Lorenzo Duncan

Personal information
- Born: January 15, 1963 (age 63)
- Nationality: American
- Listed height: 6 ft 2 in (1.88 m)
- Listed weight: 175 lb (79 kg)

Career information
- High school: Cairo (Cairo, Illinois)
- College: Alabama–Huntsville (1981–1983); Sam Houston State (1984–1986);
- NBA draft: 1986: 6th round, 128th overall pick
- Drafted by: Washington Bullets
- Playing career: 1986–199?
- Position: Point guard

Career history
- 1988–1989: Hemel Hempstead Royals
- 1990–1991: Kingston B.C.

Career highlights
- BBL All-Star (1989); Gulf Star Player of the Year (1986); 2× First-team All-Gulf Star (1985, 1986); Southern States Player of the Year (1983); 2× First-team All-Southern States (1982, 1983); Southern States Tournament MVP (1983);
- Stats at Basketball Reference

= Lorenzo Duncan =

American basketball player (born 1963)

Lorenzo Duncan (born January 15, 1963) is an American former professional basketball player who had been named an All-Star in the British Basketball League during the 1988–89 season. In college, he competed for Alabama–Huntsville and Sam Houston State. Duncan was a four-time first-team all-conference selection and won two conference player of the year awards: the 1983 Southern States Conference Player of the Year and the 1986 Gulf Star Conference Player of the Year.

==Early life==
A native of Cairo, Illinois, Duncan attended Cairo High School where as a senior in 1980–81 he was named all-state. That year he averaged 16 points, 7 rebounds, 6 assists, and 5 steals per game while leading the Cairo High Pilots to a 30–5 record. The team finished in third place in the Illinois Class A state tournament. Duncan was considered a "big-time point guard" who was recruited by NCAA Division I schools such as Oklahoma, Western Kentucky, and Southern Illinois, but due to his grades he was not immediately eligible to compete in the NCAA. Instead, Duncan chose to play for the Alabama–Huntsville Chargers, a school in the NAIA which did not adhere to the same academic requirements for student-athletes as the NCAA.

==College career==
As a freshman at Alabama–Huntsville in 1981–82, Duncan appeared in 25 games and averaged 12.2 points, 4.2 rebounds, 4.8 assists, and 3.6 steals. He helped guide the Chargers to win the Southern States Conference (SSC) Men's Basketball Tournament and was named to the all-conference first team. The following year, he averaged 15.3 points, 5.3 rebounds, 4.8 assists, and 3.6 steals per game in 36 games played. Alabama–Huntsville repeated as SSC Tournament champions with Duncan being named the tournament's MVP. He repeated as a first-team selection while also taking home the regular season's top honor – Duncan was the 1983 Southern States Conference Player of the Year.

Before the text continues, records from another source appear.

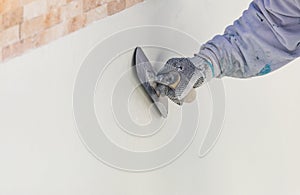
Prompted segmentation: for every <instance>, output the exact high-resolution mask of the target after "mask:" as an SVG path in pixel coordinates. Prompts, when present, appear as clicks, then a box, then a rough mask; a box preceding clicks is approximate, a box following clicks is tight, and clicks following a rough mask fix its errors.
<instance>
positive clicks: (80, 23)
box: [0, 0, 143, 61]
mask: <svg viewBox="0 0 300 195" xmlns="http://www.w3.org/2000/svg"><path fill="white" fill-rule="evenodd" d="M142 1H143V0H0V61H4V60H7V59H10V58H12V57H15V56H18V55H20V54H22V53H24V52H26V51H27V50H29V49H32V48H37V47H39V46H41V45H45V44H47V43H49V42H51V41H53V40H55V39H58V38H59V37H62V36H65V35H67V34H69V33H72V32H74V31H76V30H78V29H80V28H83V27H85V26H87V25H88V24H90V23H92V22H94V21H97V20H100V19H102V18H104V17H106V16H109V15H113V14H115V13H118V12H120V11H122V10H124V9H126V8H128V7H131V6H133V5H135V4H137V3H139V2H142Z"/></svg>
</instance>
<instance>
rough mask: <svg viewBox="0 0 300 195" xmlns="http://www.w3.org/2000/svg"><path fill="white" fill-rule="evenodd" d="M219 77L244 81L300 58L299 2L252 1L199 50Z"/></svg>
mask: <svg viewBox="0 0 300 195" xmlns="http://www.w3.org/2000/svg"><path fill="white" fill-rule="evenodd" d="M197 55H199V56H201V57H204V58H206V59H208V60H209V61H210V62H211V63H212V64H213V66H214V69H215V70H214V71H215V72H216V75H217V76H218V77H222V76H230V77H239V78H247V77H253V76H259V75H263V74H266V73H269V72H271V71H274V70H276V69H278V68H280V67H282V66H283V65H285V64H287V63H288V62H290V61H292V60H294V59H295V58H297V57H299V56H300V1H298V0H254V1H253V2H252V3H251V4H250V7H249V8H248V10H246V11H245V12H244V13H243V16H242V17H241V18H240V19H238V20H237V21H235V22H234V24H233V25H231V26H229V27H227V28H226V30H225V33H224V34H223V35H218V36H215V37H214V38H213V39H212V40H211V41H209V42H207V43H206V44H204V45H203V46H202V47H201V50H200V52H199V54H197Z"/></svg>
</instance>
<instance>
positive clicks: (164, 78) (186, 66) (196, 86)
mask: <svg viewBox="0 0 300 195" xmlns="http://www.w3.org/2000/svg"><path fill="white" fill-rule="evenodd" d="M213 77H215V73H214V67H213V65H212V63H211V62H210V61H208V60H207V59H205V58H203V57H200V56H195V57H193V58H172V59H170V60H168V61H167V63H166V64H165V65H164V66H163V67H162V68H161V69H160V71H159V72H158V74H157V76H156V83H157V85H156V88H155V89H156V92H157V94H158V95H159V96H168V97H169V98H170V99H171V100H172V101H173V102H175V103H176V104H178V105H182V104H183V102H191V101H193V100H194V99H195V98H196V92H195V90H194V88H197V87H200V86H201V85H202V84H203V83H204V82H205V81H209V80H211V79H212V78H213Z"/></svg>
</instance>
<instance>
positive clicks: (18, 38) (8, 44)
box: [0, 25, 20, 48]
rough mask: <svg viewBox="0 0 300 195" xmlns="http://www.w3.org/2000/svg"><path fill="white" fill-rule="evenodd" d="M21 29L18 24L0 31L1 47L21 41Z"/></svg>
mask: <svg viewBox="0 0 300 195" xmlns="http://www.w3.org/2000/svg"><path fill="white" fill-rule="evenodd" d="M19 29H20V27H19V26H18V25H17V26H13V27H11V28H8V29H6V30H4V31H2V32H1V33H0V47H1V48H2V47H5V46H7V45H9V44H12V43H14V42H17V41H19Z"/></svg>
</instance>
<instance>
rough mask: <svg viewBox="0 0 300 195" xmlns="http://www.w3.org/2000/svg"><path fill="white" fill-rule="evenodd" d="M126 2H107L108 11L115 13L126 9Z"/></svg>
mask: <svg viewBox="0 0 300 195" xmlns="http://www.w3.org/2000/svg"><path fill="white" fill-rule="evenodd" d="M125 7H126V2H125V0H115V1H111V2H109V3H108V4H107V13H108V15H113V14H115V13H118V12H120V11H122V10H123V9H125Z"/></svg>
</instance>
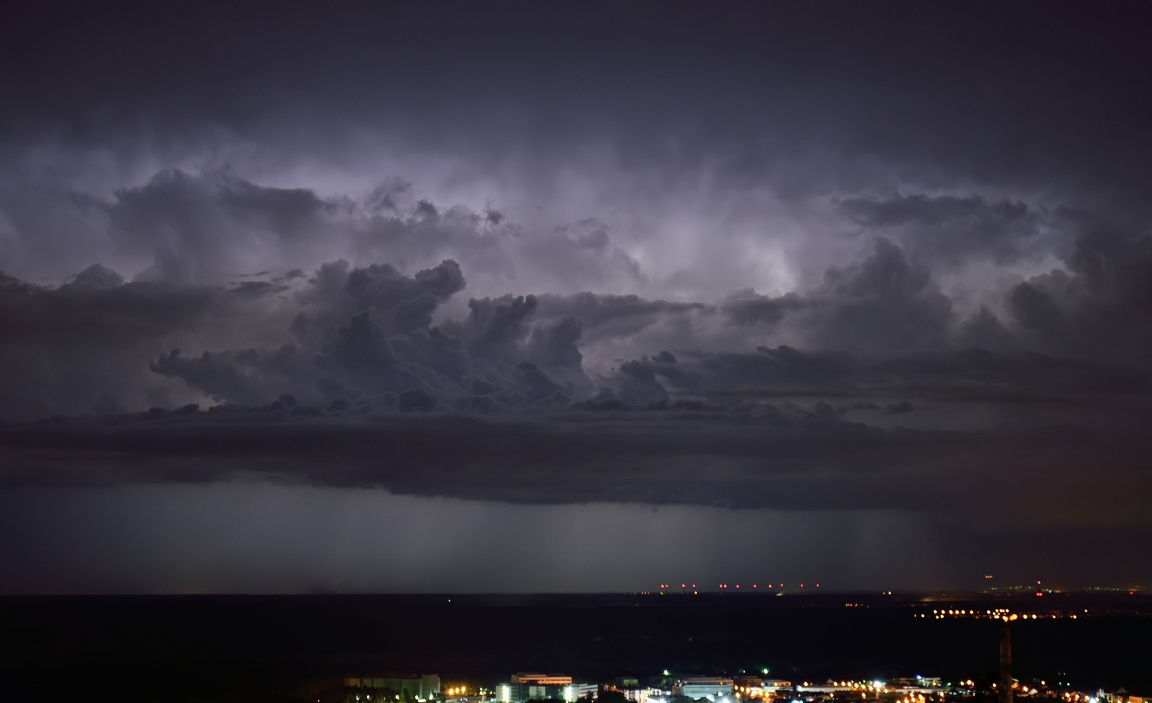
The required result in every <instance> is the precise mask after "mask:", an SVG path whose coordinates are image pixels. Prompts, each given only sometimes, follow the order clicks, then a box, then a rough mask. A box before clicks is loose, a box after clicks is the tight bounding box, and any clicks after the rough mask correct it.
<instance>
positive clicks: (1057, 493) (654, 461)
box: [3, 405, 1150, 524]
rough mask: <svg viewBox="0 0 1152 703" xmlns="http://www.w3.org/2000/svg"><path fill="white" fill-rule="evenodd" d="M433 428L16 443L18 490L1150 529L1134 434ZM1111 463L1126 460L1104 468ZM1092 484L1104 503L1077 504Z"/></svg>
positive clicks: (508, 419) (98, 429)
mask: <svg viewBox="0 0 1152 703" xmlns="http://www.w3.org/2000/svg"><path fill="white" fill-rule="evenodd" d="M1136 407H1140V406H1136ZM1134 409H1135V408H1134ZM417 415H418V416H410V415H393V416H378V417H365V418H363V419H358V421H355V422H334V421H332V419H309V418H295V419H291V418H290V411H289V408H285V407H280V408H270V409H262V410H258V411H250V413H219V411H218V413H191V414H179V415H167V416H164V415H159V416H152V417H144V418H131V417H123V418H120V419H118V421H114V422H108V421H88V422H83V421H74V422H70V423H63V424H60V423H56V424H40V425H37V426H23V428H20V429H13V428H9V429H7V430H5V431H3V454H5V462H3V463H5V466H6V467H7V468H6V469H5V481H6V482H7V483H9V484H13V483H15V484H28V483H31V484H38V485H45V484H46V485H60V484H63V485H73V484H81V485H86V484H96V485H104V484H108V483H113V484H115V483H121V482H126V481H127V482H145V483H151V482H194V483H200V482H214V481H222V479H228V478H230V477H234V476H237V475H243V474H250V475H252V474H255V475H263V476H270V477H280V479H288V481H303V482H305V483H310V484H319V485H331V486H364V487H384V489H387V490H389V491H391V492H394V493H412V494H418V496H452V497H458V498H468V499H484V500H498V501H510V502H532V504H566V502H642V504H652V505H675V504H688V505H720V506H727V507H742V508H778V509H805V511H806V509H841V511H843V509H848V511H861V509H909V511H912V509H925V511H935V512H939V513H941V514H950V515H954V516H956V517H957V519H964V520H976V521H986V522H990V523H1005V524H1021V523H1023V524H1048V523H1049V522H1052V521H1054V520H1055V521H1063V519H1059V520H1058V517H1056V516H1058V515H1069V514H1076V515H1078V517H1075V519H1071V522H1077V523H1109V522H1116V521H1119V522H1122V523H1127V524H1131V523H1143V522H1145V521H1146V515H1144V514H1143V513H1142V512H1140V509H1139V497H1138V496H1139V494H1140V492H1142V490H1143V489H1139V486H1144V485H1145V484H1146V482H1147V477H1146V476H1145V475H1144V471H1143V470H1142V467H1143V461H1144V458H1146V456H1147V451H1149V448H1150V447H1149V446H1147V439H1146V437H1145V436H1144V433H1143V432H1139V431H1138V428H1136V426H1135V424H1136V423H1130V422H1129V423H1127V426H1123V428H1113V429H1112V430H1111V431H1107V432H1104V433H1097V432H1082V431H1071V432H1070V431H1068V430H1067V429H1061V428H1038V429H1020V430H1008V429H1005V430H995V431H983V432H923V431H910V430H904V431H884V430H878V429H874V428H866V426H863V425H858V424H852V423H847V422H844V421H842V419H841V418H840V417H839V416H838V414H836V413H835V411H834V410H833V409H832V408H831V407H828V406H826V405H817V406H814V407H813V408H812V409H811V410H793V411H787V410H781V409H773V408H771V407H767V408H761V409H758V410H753V411H749V413H744V414H742V415H740V416H736V417H734V416H732V415H730V414H726V413H722V411H718V410H714V409H712V410H710V409H703V410H702V409H680V410H674V409H669V410H664V411H661V410H651V411H634V413H620V411H615V413H613V411H609V413H591V414H590V413H570V414H564V415H554V416H552V417H535V418H532V417H517V418H509V417H505V418H499V417H491V418H484V417H479V416H475V415H440V416H437V417H427V416H422V415H419V414H417ZM1106 447H1112V448H1111V449H1109V452H1111V453H1109V456H1111V459H1109V460H1108V461H1106V462H1101V461H1100V455H1101V454H1100V452H1101V451H1105V448H1106ZM1089 469H1091V471H1092V475H1093V477H1094V478H1093V482H1092V486H1091V487H1089V486H1086V485H1085V486H1084V487H1083V489H1082V490H1078V491H1075V492H1069V491H1068V486H1069V483H1070V482H1071V483H1077V484H1079V483H1082V481H1081V478H1078V477H1081V476H1083V473H1084V471H1086V470H1089ZM993 485H995V486H998V487H996V489H995V490H991V489H990V486H993ZM1134 489H1136V490H1134ZM1025 493H1026V494H1028V496H1029V497H1030V498H1029V500H1026V501H1023V502H1024V504H1023V505H1021V502H1020V501H1017V498H1018V497H1021V496H1022V494H1025ZM1041 506H1043V507H1041ZM1142 515H1144V516H1142Z"/></svg>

After his sophomore season in 1982–83, a coaching change led to his decision to transfer out of Alabama–Huntsville. He went to Sam Houston State in the Gulf Star Conference, an NCAA Division II conference in its first year of existence. Due to NCAA transfer rules, Duncan had to redshirt (sit out) his 1983–84 season.

As a junior in 1984–85, he averaged 12.3 points, 3.7 rebounds, 5.1 assists, and 3.0 steals per game in 28 appearances. Although the Bearkats mustered only a 16–12 overall record, Duncan was selected to the All-Gulf Star first team. The following season, Duncan's senior year, Sam Houston State went 9–1 in conference play (27–6 overall), were Gulf Star regular season champions, and earned a berth into the 1986 NCAA Division II tournament. He averaged 17.4 points, 3.8 rebounds, 3.7 assists, and 2.7 steals per game in 33 appearances en route to a second consecutive (and fourth overall) first-team all-conference selection. Duncan was also named the Gulf Star Player of the Year, marking the second time he was named a league's MVP.

==Professional career==
Duncan was selected in the sixth round of the 1986 NBA draft by the Washington Bullets (128th overall). He never played in the NBA, however.

He played in the British Basketball League from 1986 to 1992. In 1988–89 he played for the Hemel Hempstead Royals (as of 2021–22 known as the London Lions) where he was a BBL All-Star.